A questa ed altre domande, mi pare tenti di dare un senso un recente ed agile libretto di fr. Enzo Bianchi (priore della Comunità ecumenica di Bose, ormai anche affermato editorialista su quotidiani nazionali), La differenza cristiana, di Einaudi.
Bianchi è una di quelle figure che mi piacciono molto: obbediente, rigoroso e profondo amante della Chiesa - pur in tutti i suoi limiti - ma capace di libertà, ampiezza di sguardo e "caloroso dissenso" proprio in nome della sua fede. Una fede che nasce da un incontro, da un'esperienza concreta, da una relazione con una Persona che giorno dopo giorno ti cambia la vita e la indirizza (anche nel piccolo); e non una religiosità formale/etica o di convenienza sociale o ideologica e puramente cerebrale.

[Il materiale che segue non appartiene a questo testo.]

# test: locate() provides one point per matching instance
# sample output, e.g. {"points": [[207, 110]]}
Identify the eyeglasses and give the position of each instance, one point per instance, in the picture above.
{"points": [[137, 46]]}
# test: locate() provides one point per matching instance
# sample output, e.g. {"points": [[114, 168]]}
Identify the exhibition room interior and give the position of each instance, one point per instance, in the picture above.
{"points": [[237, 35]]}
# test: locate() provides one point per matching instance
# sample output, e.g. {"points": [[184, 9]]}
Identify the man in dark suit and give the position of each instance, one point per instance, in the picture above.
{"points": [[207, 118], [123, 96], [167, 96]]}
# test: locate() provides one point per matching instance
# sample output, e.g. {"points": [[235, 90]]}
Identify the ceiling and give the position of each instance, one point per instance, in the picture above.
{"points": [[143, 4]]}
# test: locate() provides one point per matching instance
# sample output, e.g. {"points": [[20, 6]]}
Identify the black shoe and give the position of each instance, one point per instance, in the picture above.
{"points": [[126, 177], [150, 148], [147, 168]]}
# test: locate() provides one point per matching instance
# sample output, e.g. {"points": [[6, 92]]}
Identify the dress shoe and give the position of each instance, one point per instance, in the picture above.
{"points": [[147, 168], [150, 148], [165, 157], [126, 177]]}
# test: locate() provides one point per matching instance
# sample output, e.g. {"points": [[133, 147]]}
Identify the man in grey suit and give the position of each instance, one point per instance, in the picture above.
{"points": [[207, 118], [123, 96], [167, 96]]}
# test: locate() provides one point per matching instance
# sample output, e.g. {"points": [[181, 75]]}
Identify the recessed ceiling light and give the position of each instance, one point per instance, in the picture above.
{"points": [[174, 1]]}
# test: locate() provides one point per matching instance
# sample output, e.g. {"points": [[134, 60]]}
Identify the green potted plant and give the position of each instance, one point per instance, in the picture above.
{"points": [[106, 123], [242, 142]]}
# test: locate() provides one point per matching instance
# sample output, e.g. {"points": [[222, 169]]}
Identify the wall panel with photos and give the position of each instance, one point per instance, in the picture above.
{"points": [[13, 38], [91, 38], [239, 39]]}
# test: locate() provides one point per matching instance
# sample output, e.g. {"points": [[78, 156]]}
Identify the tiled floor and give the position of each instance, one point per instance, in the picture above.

Gli spunti - su laicità e laicismo, rapporti chiesa e politica, scontro di civiltà, ruolo della "gerarchia" e dei semplici battezzati dentro e fuori la Chiesa - sarebbero moltissimi e attualissimi.

Un assaggio. La "differenza" cristiana è, tra le altre cose, il contrario della "indifferenza" nella vita privata come in quella sociale,: l'indifferenza di chi dice "non è affar mio/mi faccio gli affari miei" e quella più celebrata e di attualità di chi dice e agisce pensando che, in fondo, nelle scelte della vita, "tutto fa brodo", "questo o quello pari son" etc etc... ossia quel "relativismo" a più riprese denunciato, non sempre in modo dialogante ed azzeccato, da tante voci nella Chiesa.

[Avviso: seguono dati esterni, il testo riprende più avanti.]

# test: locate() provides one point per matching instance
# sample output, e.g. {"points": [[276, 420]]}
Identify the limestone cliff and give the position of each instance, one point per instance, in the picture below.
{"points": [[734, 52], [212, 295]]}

Chiudo. Mentre p. Bianchi presentava questo libro, in Italia si era in pieno dibattito sullo "scontro di civiltà", sulla "persecuzione dei cattolici", sul "rischio di essere minoranza". E mentre anche il Papa pareva accondiscendere, nei rapporti con l'Islam, alla tesi/principio della reciprocità (del tipo "io ti riconosco qui se tu fai lo stesso dalle tue parti"), Bianchi in Tv (da Fabio Fazio) la smontava serenamente, ricordando che il cristianesimo è gratuita e non reciprocità, è la fede di chi, in nome di Cristo, arriva ad amare il suo nemico e di chi non teme la definitività della Croce. Nè il rischio - benedetto, secondo me - di essere minoranza (e non élite!).

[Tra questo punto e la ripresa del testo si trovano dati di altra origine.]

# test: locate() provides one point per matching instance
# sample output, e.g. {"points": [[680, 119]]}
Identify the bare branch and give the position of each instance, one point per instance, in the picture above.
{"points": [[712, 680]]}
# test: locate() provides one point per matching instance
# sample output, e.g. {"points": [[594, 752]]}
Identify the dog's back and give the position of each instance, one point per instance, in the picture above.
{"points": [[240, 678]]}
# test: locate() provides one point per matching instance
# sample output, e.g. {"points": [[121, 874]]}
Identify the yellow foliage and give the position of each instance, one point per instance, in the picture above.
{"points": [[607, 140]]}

Solo un mese prima Bianchi aveva incontrato in udienza privata proprio Benedetto XVI. Che si saranno detti?

3 commenti:

Andrea Rendi ha detto...

Posso chiedere le ragioni del considerare benedetto "il rischio di essere minoranza"?
Grazie.

Unknown ha detto...

Prego.
La frase è un po' contorta. Il senso è che è una benedizione non temere di essere minoranza. Non c'è nulla di catastrofico, nè di rinunciatario, nè vuol alludere al rinchiudersi in cerchie di "duri e puri"; è una benedizione, perchè considero ambigua e fuorviante la paura (tutta mondana) della perdita del consenso, la paura di non poter convertire tutto il mondo, l'ossessione per quanti sono quelli che siedono nei banchi delle chiese la domenica (e non per chi sono)... è a causa di questa paura che poi la Chiesa scende a patti con una mentalità secolare, fin troppo pragmatica e opportunistica: si guadagnano voti, consensi intellettuali, qualche puntata di Porta a Porta, ma si rischia di perdere il centro... sono i frutti della paura di chi non ha Fede (anche nella Chiesa). E non c'è niente di spititualistico in quest'affermazione. Potrei approfondire ma vorrei usare categorie abbastanza universali.

Andrea Rendi ha detto...

La frase non era contorta, ma mi aveva indotto il dubbio che celasse proprio quello che esplicitamente negava, e cioè il desiderio di sentirsi appartenenti ad una minoranza elitaria.
Proprio quello che a me sembra trasparire nelle parole di personaggi pubblici che a mio parere usano temi cristiani solo ai fini della ricerca di consenso. Ciao.